Four Features of the ROA

  • Addressability: an application is addressable if it exposes a URI for every piece of information it might conceivably serve.
  • Statelessness: every HTTP request happens in complete isolation, the server never relies on information from previous requests. If that information was important, the client would have sent it again in this request. Application state ought to live on the client and resource state ought to live on the server and it is the same for every client.
  • Connectedness: a web service is connected to the extent that you can put the service in different states just by following links and filling out forms.
  • A Uniform Interface

HTTP provides four basic methods for the four most common operations and two less common ones (*)
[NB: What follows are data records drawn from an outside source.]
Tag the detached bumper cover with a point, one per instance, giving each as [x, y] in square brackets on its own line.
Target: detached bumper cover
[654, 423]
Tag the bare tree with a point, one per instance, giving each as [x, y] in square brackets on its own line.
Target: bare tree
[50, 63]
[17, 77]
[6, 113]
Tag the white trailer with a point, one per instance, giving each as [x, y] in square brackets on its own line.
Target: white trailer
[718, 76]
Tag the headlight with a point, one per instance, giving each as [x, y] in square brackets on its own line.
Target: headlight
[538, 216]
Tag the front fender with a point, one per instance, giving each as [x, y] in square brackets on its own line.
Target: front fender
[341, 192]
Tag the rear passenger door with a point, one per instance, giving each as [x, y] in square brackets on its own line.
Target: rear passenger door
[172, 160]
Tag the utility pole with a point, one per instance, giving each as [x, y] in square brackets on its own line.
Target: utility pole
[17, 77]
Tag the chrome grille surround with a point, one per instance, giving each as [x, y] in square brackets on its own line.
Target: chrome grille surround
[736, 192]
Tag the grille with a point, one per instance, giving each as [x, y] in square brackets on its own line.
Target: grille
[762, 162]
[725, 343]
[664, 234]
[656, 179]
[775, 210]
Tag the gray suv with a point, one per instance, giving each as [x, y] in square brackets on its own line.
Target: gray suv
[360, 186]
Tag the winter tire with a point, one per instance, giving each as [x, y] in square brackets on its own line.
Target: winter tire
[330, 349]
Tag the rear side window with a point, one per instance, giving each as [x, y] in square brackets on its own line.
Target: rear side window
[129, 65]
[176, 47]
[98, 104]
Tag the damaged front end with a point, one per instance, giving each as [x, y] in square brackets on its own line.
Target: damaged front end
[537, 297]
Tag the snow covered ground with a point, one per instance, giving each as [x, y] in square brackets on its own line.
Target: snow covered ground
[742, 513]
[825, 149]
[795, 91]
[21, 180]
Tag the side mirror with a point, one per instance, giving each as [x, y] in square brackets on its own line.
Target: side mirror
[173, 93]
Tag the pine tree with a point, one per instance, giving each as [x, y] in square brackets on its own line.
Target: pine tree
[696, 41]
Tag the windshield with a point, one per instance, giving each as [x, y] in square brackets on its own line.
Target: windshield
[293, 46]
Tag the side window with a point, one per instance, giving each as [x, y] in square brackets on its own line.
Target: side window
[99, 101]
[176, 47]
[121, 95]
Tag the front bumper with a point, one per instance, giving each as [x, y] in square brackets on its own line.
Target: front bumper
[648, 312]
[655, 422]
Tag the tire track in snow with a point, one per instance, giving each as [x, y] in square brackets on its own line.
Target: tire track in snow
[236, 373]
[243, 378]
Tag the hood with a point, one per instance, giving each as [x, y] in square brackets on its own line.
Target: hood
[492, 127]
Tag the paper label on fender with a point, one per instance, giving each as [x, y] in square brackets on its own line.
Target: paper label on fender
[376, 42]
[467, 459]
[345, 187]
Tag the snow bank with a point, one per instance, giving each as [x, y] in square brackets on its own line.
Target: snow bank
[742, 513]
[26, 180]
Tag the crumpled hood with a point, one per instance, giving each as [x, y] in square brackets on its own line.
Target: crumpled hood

  • Retrieve a representation of a resource: `HTTP GET`
  • Create a new resource: `HTTP PUT` to a new URI, or `HTTP POST` to an existing URI
  • Modify an existing resource: `HTTP PUT` to an existing URI
  • Delete an existing resource: `HTTP DELET`
  • * Retrieve a metadata-only representation: `HTTP HEAD`
  • * Check which HTTP methods a particular resource supports: `HTTP OPTIONS`

In a RESTful design, `POST` is commonly used to create subordinate resources: resources that exist in relation to some other “parent” resource. The difference between `PUT` and `POST` is: the client uses `PUT` when it’s in charge of deciding which URI the new resource should have. The client uses `POST` when the server is in charge of deciding which URI the new resource should have. The `POST` method is a way of creating a new resource without the client having to know its exact URI. In most cases, the client only needs to know the URI of a “parent” or “factory” resource. The server takes the representation from the entity body and uses it to create a new resource “underneath” the “parent” resource. Sometimes, when you `POST` data to a resource, it appends the information you `POST`ed to its own state, instead of putting it in a new resource.

Note: the Overloaded POST
Providing a block of data, such as the result of submitting a form, to a data-handling process. Every HTTP request has to contain method information, and when you use overloaded `POST` it can’t go into the HTTP method. The `POST` method is just a directive to the server, saying: ”Look inside the HTTP request for the real method information”, the real information may be in the URI, the HTTP headers or the entity body. An element of the RPC style has crept into the service.

When correctly used, `GET` and `HEAD` requests are safe. `GET`, `HEAD`, `PUT` and `DELETE` requests are idempotent. POST is neither safe nor idempotent.

By analogy, an operation on a resource is idempotent if making one request is the same as making a series of identical requests.

Safety and idempotence let a client make reliable HTTP requests over an unreliable network.